Gazetecilerle dayanışma göstermek üzere DİSK'e bağlı Basın İş Sendikası, tutuklanan meslektaşlarının bırakılması talebiyle Diyarbakır'a gitme çağrısı yapmıştı. Bu sabah İstanbul’dan yola çıkan gazeteciler Ankara’dan da meslektaşlarını alarak, Diyarbakır'a doğru yola çıktı.
Yolculuk sırasında gazetecilerden Sibel Yükler "Diyarbakır'da tutuklanan 16 arkadaşımız için İstanbul ve Ankara'dan yola çıktık, meslektaşlarımızla dayanışma için Diyarbakır'a gidiyoruz" dedi.
Yaklaşık oniki yıldır gazetecilik yaptığını aktaran EuorNews muhabiri Dilek Gül, dün tutuklanan 16 gazeteci arkadaşıyla dönem dönem sahada çalışma yürüttüğünü belirterek "Onların bizlerin gazeteciliğe şahit olduğu gibi ben de bizzat onların gazeteciliğine şahidim ve o nedenle arkadaşlarımla birlikte dayanışmada bulunmak üzere Diyarbakır'a doğru yola çıktım. Gazetecilik tutuklanamaz. Gazetecilik suç değildir" dedi.

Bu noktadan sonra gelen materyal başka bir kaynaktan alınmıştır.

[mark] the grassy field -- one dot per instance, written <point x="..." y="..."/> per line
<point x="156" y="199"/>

Gazetecilikte Kadın Koalisyonu'ndan Ceren İskit "Ben de diğer arkadaşlarım gibi tutuklanan meslektaşlarıma destek için, dayanışmamızı büyütmek için Ankara'dan Diyarbakır'a gidiyorum. Ve tekrar söylüyoruz; Gazetecilik suç değildir" dedi.
Tutuklu gazeteciler arasına onaltı arkadaşlarının daha katıldığını söyleyen Derya Okatan "Çok öfkeli ve üzgünüm. Tutuklanan arkadaşlarımızın yalnız olmadığını göstermek, dayanışmada bulunmak ve hep birlikte 'Gazetecilik suç değildir' demek için Diyarbakır'a gidiyoruz" dedi. Mücadele Birliği gazetesinden Serpil Ünal ise Diyarbakır'da 20 gazetecinin gözaltına alınması ve 16 arkadaşlarının tutuklanmasının, giderek artan Kürt halkına yönelik saldırıların katliamların ve bir çok olayın emekçi halklara ulaşmasını engellemek amacıyla olduğunu belirterek Gazetecilerin görevi gerçekleri halklara ulaştırmaktır. Kürt gazeteciler on yıllardır gözaltılara tutuklamalara, katliamlara, tüm kurumlarının kapatılmasına ve büyük bedeller ödemelerine karşın gerçekleri halklara ulaştırmaya devam ediyor.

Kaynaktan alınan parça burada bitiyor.